Bei der Ankunft sticht einem jedem Besucher wenn er aus dem Bahnhof tritt erstmal ein imposantes Graffiti des örtlichen Fussballvereins in die Augen. Für uns ging es aber zunächst in die andere Richtung zur Innenstadt, wo eine Art Flohmarkt im gange war. Für die Liebsten zuhause noch kurz ein Souvenir gesichert, ehe man nach weiteren Sehenswürdigkeiten Ausschau hielt. Da diese hier offenbar aber relativ rar gesäht sind, fand man sich schon bald zur Nahrungsaufnahme in einem bekannten Schuppen mit dem Kürzel KFC wieder, der vor allem für uns Schweizer beinahe schon als kulinarische Sehenswürdigkeit abgetan werden darf, zumal man es uns in der Heimat vorenthält, einer dieser Ketten für gebratene Hühnchen finanziell unter die Arme greifen zu dürfen.

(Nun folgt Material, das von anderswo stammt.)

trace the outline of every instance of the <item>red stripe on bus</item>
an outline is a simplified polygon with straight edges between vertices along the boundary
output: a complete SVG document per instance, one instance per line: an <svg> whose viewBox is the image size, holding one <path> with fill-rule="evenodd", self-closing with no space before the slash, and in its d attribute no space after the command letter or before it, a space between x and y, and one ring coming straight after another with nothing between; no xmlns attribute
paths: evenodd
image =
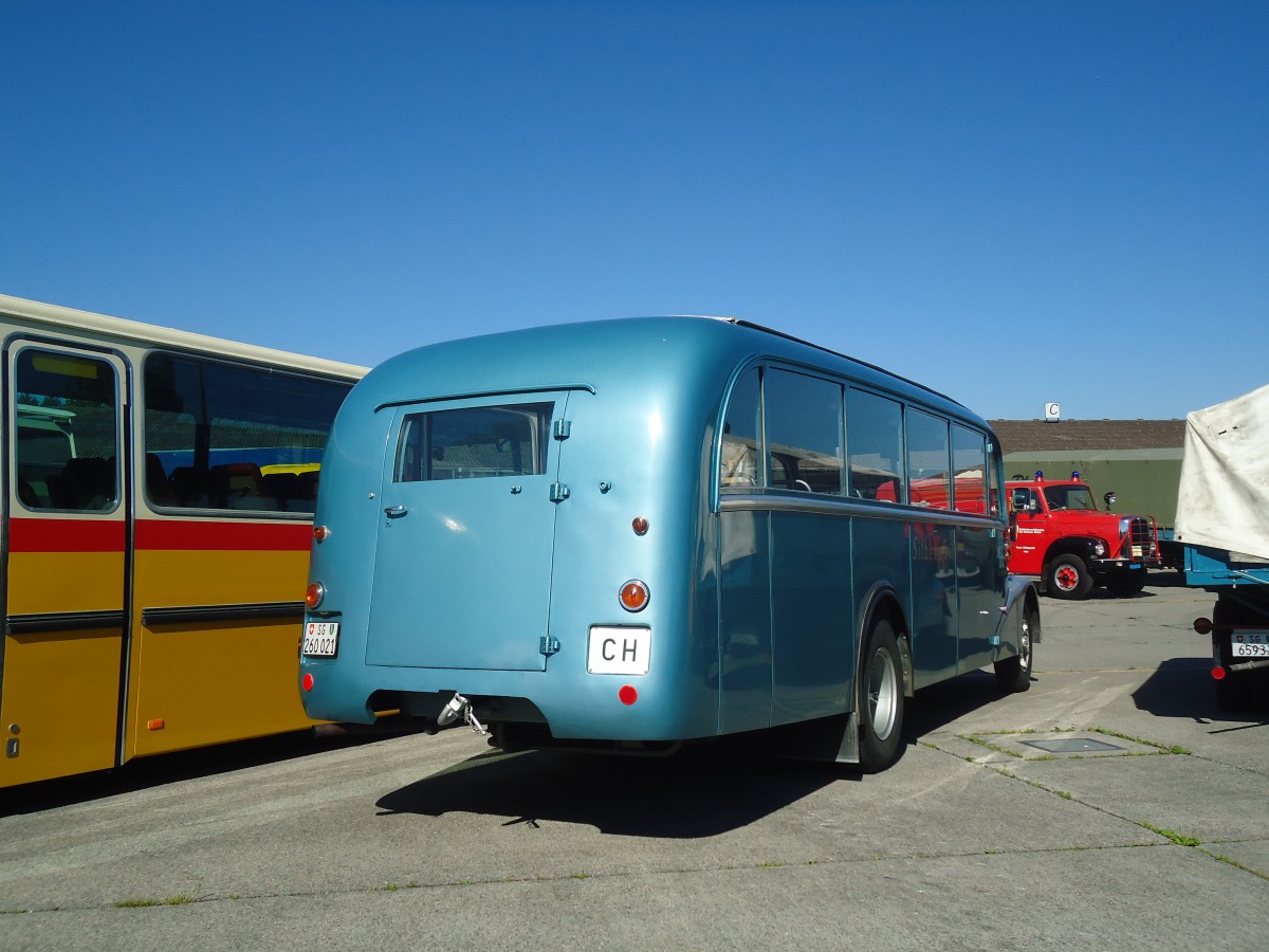
<svg viewBox="0 0 1269 952"><path fill-rule="evenodd" d="M242 523L230 519L143 519L137 523L138 550L307 552L311 543L312 527L308 523Z"/></svg>
<svg viewBox="0 0 1269 952"><path fill-rule="evenodd" d="M10 519L11 552L122 552L118 519Z"/></svg>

Die Stadt zusammen mit ihren Ballungsraum doch von ordentlicher Grösse, was jedoch auch nicht weiterhelfen konnte, dass sie vom Sehenheitswert her auf dem letzten Platz bezüglich den besuchten polnischen Städten landete. Nach dem Essen drängte Mirko schon bald darauf, zu Fuss den Weg zum Stadion in Angriff zu nehmen, wobei mir das Ganze bei einer Anspielzeit von 15:30 Uhr doch noch etwas früh vorkam. Im Nachhinein ist man aber immer gescheiter und so gilt es dem deutschen Kollegen rückwirkend meinen Dank auszusprechen. Vorbei an rauchenden Kaminen mitten auf der Strasse (ehrlich!) lief man also in gut 45 Minuten einmal quer durch die Stadt zum Stadion Florian Krygier, einem polnischen Trainer der lange Zeit selber im Verein aktiv war und hier auch sein irdisches Dasein beendet hatte. Mit der nach ihm benannten Spielstätte wird ihm nun also auf beliebtem Wege Tribut gezollt.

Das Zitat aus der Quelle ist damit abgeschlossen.